Don't bother I have the same problem the floor mats you have are the wrong ones. I am working with GM to get them replaced. They don't have enough of the the ones that fit the car made yet?!?!?!?!What you have are replacement floor mats. The ones that fit the car are on back order. They have enough for the cars they are producing not for replacements. Go figure?!?!?!?!?!? The original floor mats were taken out of my car in a dealer trade!


----------



## Patman (May 7, 2011)

I just tried Velcro to stop them from moving until GM replaces my defective mats with new ones. The mats don't slide any more so I won't have a Toyota problem where I can't stop my car because of the floor mats.


----------



## 70AARCUDA (Nov 14, 2010)

...exactly "which" mats came in your Cruze?

...while, at first, they indeed were hard to "snap" into place, once I finally did get them snapped into place, everything has been fine since.

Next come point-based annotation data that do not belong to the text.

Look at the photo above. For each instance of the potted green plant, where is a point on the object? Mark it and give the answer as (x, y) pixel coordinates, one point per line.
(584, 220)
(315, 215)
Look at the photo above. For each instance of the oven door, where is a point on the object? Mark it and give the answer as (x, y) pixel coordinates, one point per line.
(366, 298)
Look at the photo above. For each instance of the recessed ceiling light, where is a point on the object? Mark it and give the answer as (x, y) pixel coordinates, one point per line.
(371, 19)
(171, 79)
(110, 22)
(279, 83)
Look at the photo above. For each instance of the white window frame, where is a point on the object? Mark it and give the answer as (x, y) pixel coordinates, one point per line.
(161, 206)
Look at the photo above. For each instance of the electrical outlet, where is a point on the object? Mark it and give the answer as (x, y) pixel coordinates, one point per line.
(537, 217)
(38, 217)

...our LTZ mats are "color-keyed carpeted," front & back (back don't snap).


----------



## GMMillwright (Mar 5, 2011)

My all-weather GM mats didn't snap in, but they don't move around either. As long as they stay put, that's fine with me.


----------



## Patman (May 7, 2011)

Floor mat problems:

I had the same problem and it is a result of getting replacement aftermarket mats to replace the original ones typically lost in a dealer trade. If the back of the mat has a piece around the snap about 11/2 inches and the opening on the front is more than 1/4 inch they will not work. Go back to the dealer and request a different set. If they give you trouble(won't exchange them from an another car) or want to order them but they find they are on back order call 1-866-790-5600 GM Customer Service that is who I talked to and finally got the issue resolved after 1 1/2 months. My salesman ultimately gave me another set from a different car after seeing that they worked. 

Good luck


----------



## msa (May 29, 2011)

I have the same problem. No floor mats when I picked up the vehicle. Dealership ordered new mats but they do not snap into place. The service department had four technicians trying to snap them in, but no luck. They decided that the problem was the studs in the carpet, not the mats themselves, so they ordered new studs. I am waiting for them to call me to let me know that the studs have arrived. In the meantime, I contacted Chevy Customer Relations. They claim that they have no reports of problems with floor mats on the Cruze, and suggest that I wait for the new studs to arrive and see if that solves the problem. I'm not confident that this is going to work.


----------



## jsscooby (May 11, 2011)

mine snap fine


----------



## MNMAN (Jul 2, 2011)

Mine don't snap either. I have had some very big techs trying to do so. They told me there were 2 floor mat designs and they are ordering me the other ones. Seems like a very poor design. What was wrong with the "hooks"?


----------



## 70AARCUDA (Nov 14, 2010)

MNMAN said:


> What was wrong with the "hooks"?


...wasn't that what *Toyota* used (wink,wink)?


----------



## Patman (May 7, 2011)

I went thru the same thing. Take it back to the dealer and tell them you have the wrong floormats. They are probably replacement floor mats made to fit the Cruze the original mats were probably lost in a dealer trade and the replacements do not fit!!!! Demand floor mats out of another Cruze not replacements. If they give you a hard time, call GM customer service 1-866-790-5600. I have other posts about my floor mat problem(search for posts from Patman). It took about a month to get the issue resolved and GM gave me $100 for my troubles when it ended up the salesman that sold me the car took a set out of another car and they fit perfectly. 

Good luck


----------



## scaredpoet (Nov 29, 2010)

At worst case, the mats should snap in by you stepping on them. That's what I do on mine and they fit fine.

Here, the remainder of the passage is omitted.